What does a therapist look like?
What kind of degree do they have?
Is therapy even helpful?
What does therapy consist of…?
A couple of months back, I bought a book titled The Gift of Therapy: An Open Letter to a New Generation of Therapists and Their Patients.
This is written by psychiatrist Dr. Irvin D. Yalom who has decades of experience as a therapist. Through a series of brief chapters (85 chapters OMG), he discusses various issues and facets of therapy, from “Remove the Obstacles to Growth” to “Cherish the Occupational Privileges.” While I don’t necessarily agree with every chapter in this book, there were some portions I thought were worth highlighting.
“Though there are many phrases for the therapeutic relationship (patient/therapist, client/counselor, analysand/analyst, client/facilitator, and the latest… user/provider), none of these phrases accurately convey my sense of the therapeutic relationship. Instead I prefer to think of my patients and myself as fellow travelers, a term that abolishes distinctions between “them” (the afflicted) and “us” (the healers).” p. 7-8
I like this quote because it illustrates the type of relationship which should exist in therapy. There shouldn’t be one person ‘above’ the other, telling him/her/them what they should do. Instead, it should be a collaborative effort among equals to work together towards the therapy goals.
“Look out the other’s window. Try to see the world as your patient sees it…
Therapy is enhanced if the therapist enters accurately into the patient’s world.” p.18
Don’t understand someone? Try to get some insight by changing your perspective. This could improve the therapist/patient connection and the progression of therapy.
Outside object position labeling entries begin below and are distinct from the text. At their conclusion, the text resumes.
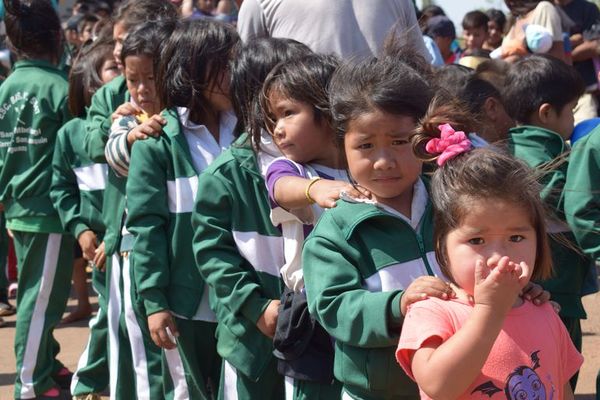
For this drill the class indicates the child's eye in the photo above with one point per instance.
(476, 241)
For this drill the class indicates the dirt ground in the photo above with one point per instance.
(73, 337)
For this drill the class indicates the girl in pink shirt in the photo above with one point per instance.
(490, 235)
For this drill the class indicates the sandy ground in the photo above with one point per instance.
(73, 337)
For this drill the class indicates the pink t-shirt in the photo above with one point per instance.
(532, 358)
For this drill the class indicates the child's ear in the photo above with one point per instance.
(544, 112)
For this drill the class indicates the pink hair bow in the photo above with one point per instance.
(450, 144)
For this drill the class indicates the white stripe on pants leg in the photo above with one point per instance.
(136, 340)
(114, 312)
(177, 372)
(83, 360)
(229, 382)
(289, 388)
(36, 327)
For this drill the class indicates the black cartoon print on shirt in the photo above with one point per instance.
(522, 384)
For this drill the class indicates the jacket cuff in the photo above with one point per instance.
(78, 228)
(154, 301)
(395, 316)
(254, 307)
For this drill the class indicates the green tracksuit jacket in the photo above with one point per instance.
(104, 102)
(77, 182)
(538, 148)
(356, 263)
(582, 198)
(33, 106)
(239, 253)
(161, 189)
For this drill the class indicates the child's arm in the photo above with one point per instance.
(289, 188)
(64, 193)
(582, 202)
(292, 192)
(123, 133)
(444, 370)
(147, 220)
(227, 271)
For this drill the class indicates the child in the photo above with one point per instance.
(34, 107)
(365, 261)
(237, 249)
(140, 55)
(541, 93)
(298, 116)
(496, 25)
(161, 186)
(475, 31)
(77, 189)
(99, 120)
(490, 239)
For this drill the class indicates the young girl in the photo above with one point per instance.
(140, 55)
(298, 116)
(34, 107)
(490, 240)
(99, 120)
(365, 261)
(77, 188)
(161, 186)
(237, 249)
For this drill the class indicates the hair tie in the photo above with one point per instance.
(450, 144)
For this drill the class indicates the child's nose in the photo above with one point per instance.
(384, 160)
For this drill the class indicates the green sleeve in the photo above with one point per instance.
(64, 191)
(231, 277)
(98, 124)
(148, 220)
(582, 199)
(338, 300)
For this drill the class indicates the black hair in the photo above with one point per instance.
(538, 79)
(304, 80)
(85, 19)
(498, 17)
(452, 77)
(250, 65)
(475, 19)
(135, 12)
(475, 175)
(147, 40)
(84, 77)
(194, 59)
(33, 29)
(377, 84)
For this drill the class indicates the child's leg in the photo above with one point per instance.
(573, 326)
(44, 262)
(236, 386)
(192, 370)
(147, 358)
(306, 390)
(84, 308)
(121, 376)
(92, 371)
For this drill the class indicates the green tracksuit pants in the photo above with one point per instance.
(92, 374)
(236, 386)
(306, 390)
(192, 369)
(3, 258)
(45, 264)
(146, 356)
(121, 376)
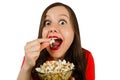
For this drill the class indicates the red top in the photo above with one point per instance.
(90, 69)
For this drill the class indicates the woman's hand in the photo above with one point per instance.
(72, 78)
(32, 51)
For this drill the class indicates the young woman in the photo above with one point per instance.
(58, 21)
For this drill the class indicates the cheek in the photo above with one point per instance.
(44, 33)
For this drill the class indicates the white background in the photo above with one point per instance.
(99, 22)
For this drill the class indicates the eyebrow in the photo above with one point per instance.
(59, 15)
(64, 15)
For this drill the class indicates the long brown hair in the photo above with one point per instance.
(74, 54)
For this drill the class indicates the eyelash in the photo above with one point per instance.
(48, 22)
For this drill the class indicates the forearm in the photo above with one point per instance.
(25, 73)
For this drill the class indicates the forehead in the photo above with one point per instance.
(58, 10)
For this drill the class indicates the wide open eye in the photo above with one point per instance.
(47, 22)
(62, 22)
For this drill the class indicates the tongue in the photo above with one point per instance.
(55, 45)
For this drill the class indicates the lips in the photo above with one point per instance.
(57, 42)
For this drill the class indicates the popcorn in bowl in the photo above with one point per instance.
(55, 70)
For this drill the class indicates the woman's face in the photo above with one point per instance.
(57, 25)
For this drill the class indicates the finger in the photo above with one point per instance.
(44, 45)
(43, 40)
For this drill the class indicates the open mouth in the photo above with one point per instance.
(55, 43)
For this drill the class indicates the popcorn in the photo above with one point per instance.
(55, 67)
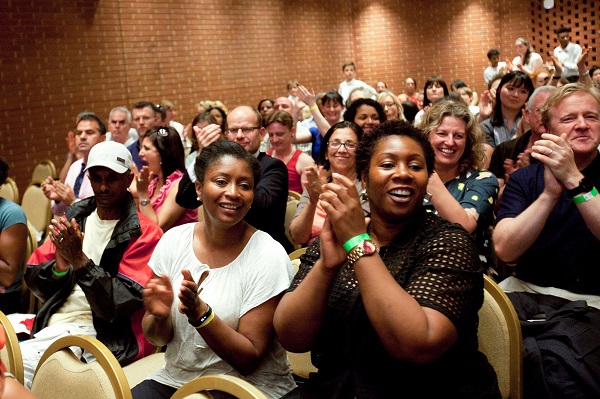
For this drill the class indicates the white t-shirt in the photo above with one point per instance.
(261, 271)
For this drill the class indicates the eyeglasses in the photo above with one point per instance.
(348, 145)
(245, 130)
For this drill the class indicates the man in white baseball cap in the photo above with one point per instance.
(92, 284)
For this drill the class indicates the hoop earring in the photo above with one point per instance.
(364, 195)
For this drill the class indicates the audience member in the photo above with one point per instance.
(595, 73)
(90, 131)
(567, 54)
(337, 156)
(292, 87)
(280, 126)
(549, 225)
(13, 244)
(216, 285)
(119, 127)
(271, 193)
(380, 86)
(410, 91)
(399, 298)
(512, 94)
(91, 284)
(496, 66)
(144, 119)
(266, 108)
(366, 113)
(157, 182)
(459, 189)
(526, 60)
(516, 153)
(200, 121)
(410, 110)
(435, 88)
(350, 83)
(391, 105)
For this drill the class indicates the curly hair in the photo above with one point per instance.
(366, 146)
(474, 154)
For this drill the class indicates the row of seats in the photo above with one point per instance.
(61, 375)
(499, 336)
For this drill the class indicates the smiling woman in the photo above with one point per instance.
(460, 191)
(396, 297)
(222, 261)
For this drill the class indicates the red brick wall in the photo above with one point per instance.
(60, 57)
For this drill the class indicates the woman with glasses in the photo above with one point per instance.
(391, 105)
(158, 181)
(337, 156)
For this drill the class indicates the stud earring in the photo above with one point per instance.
(364, 195)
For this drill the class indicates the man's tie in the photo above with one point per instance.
(78, 181)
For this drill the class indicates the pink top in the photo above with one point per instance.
(188, 216)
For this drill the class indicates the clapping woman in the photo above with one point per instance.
(158, 181)
(390, 307)
(223, 262)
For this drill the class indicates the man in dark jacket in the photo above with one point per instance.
(270, 194)
(92, 283)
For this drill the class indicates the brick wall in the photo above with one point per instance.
(60, 57)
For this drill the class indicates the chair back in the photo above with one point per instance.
(37, 207)
(235, 386)
(42, 170)
(61, 375)
(500, 339)
(290, 211)
(10, 191)
(11, 353)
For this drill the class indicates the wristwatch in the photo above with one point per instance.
(364, 248)
(585, 185)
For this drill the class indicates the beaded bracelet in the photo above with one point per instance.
(354, 241)
(59, 274)
(204, 319)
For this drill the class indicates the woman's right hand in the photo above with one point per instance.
(313, 183)
(158, 296)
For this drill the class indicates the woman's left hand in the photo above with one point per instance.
(341, 202)
(189, 296)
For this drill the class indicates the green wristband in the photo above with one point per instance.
(585, 197)
(354, 241)
(59, 274)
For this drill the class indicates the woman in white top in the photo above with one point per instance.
(527, 60)
(223, 261)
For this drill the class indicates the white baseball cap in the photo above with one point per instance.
(110, 154)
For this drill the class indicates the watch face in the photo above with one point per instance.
(586, 185)
(369, 247)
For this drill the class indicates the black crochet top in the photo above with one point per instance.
(437, 263)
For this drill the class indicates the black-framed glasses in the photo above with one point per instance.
(348, 145)
(245, 130)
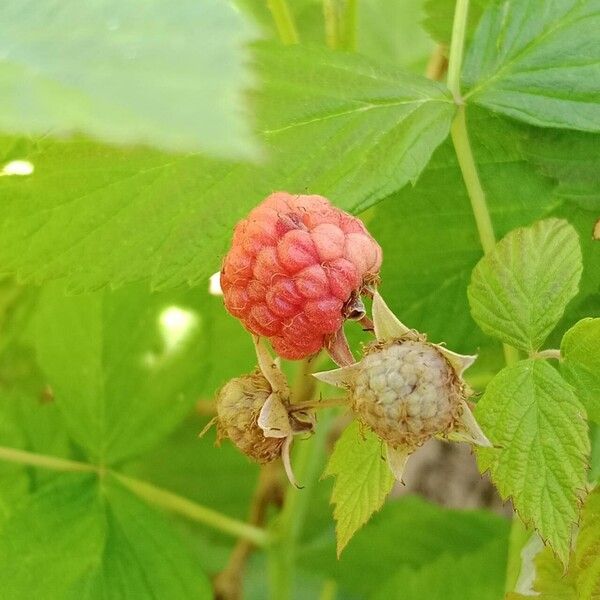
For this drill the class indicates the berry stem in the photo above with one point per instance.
(284, 21)
(155, 495)
(468, 167)
(316, 405)
(462, 146)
“Throughout life, our surrounding interpersonal environment- peers, friends, teachers, as well as family- has enormous influence over the kind of individual we become. Our self-image is formulated to a large degree upon the reflected appraisals we perceive in the eyes of the important figures in our lives.” p. 47
This quote emphasizes the significance of interpersonal relationships! For many, therapy deals with their “inability to form and maintain enduring and gratifying interpersonal relationships.”
“Perhaps wounded healers are effective because they are more able to empathize with the wounds of the patient; perhaps it is because they participate more deeply and personally in the healing process.” p. 107
Not only does therapy help the patient, it may also help the therapist!
“It is through feedback that patients become better witnesses to their own behavior and learn to appreciate the impact of their behavior upon the feelings of others.” p. 114
In Chapter 37, he discusses the Johari window concept, a personality paradigm consisting of 4 quadrants:
- Public (Open)
- Secret (Hidden)
- Unconscious (Unknown)
Through therapy, the public cell should grow larger and the others should shrink. In other words, the patients should share more about themselves, explore themselves deeper, and learn to see themselves as others see them. This can be done through both individual and group therapy.
“…four ultimate concerns, four fundamental facts of existence- death, isolation, meaninglessness, freedom- which, when confronted, evoke deep anxiety.” p. 137
It is interesting to think of common problems as commonly fitting into very few categories.
Even “freedom” can induce anxiety. We design our own lives through our choices, actions, and failures to act; we also help design our world. Responsibility, wishing, and deciding are all versions of freedom which are anxiety-inducing.
“We become explorers immersed in the grandest and most complex of pursuits- the development and maintenance of the human mind… We watch our patients let go of old self-defeating patterns, detach from ancient grievances, develop zest for living, learn to love us, and, through that act, turn lovingly to others.” p. 258
I like this quote because it shows his passion for his field. Therapy helps many people in such meaningful, live-changing ways!
If you are interested in learning about therapy, I’d recommend this book! Obviously, therapy is different from person to person as well as from session to session. However, this book did go into detail about many different components! If you read it, let me know what you think!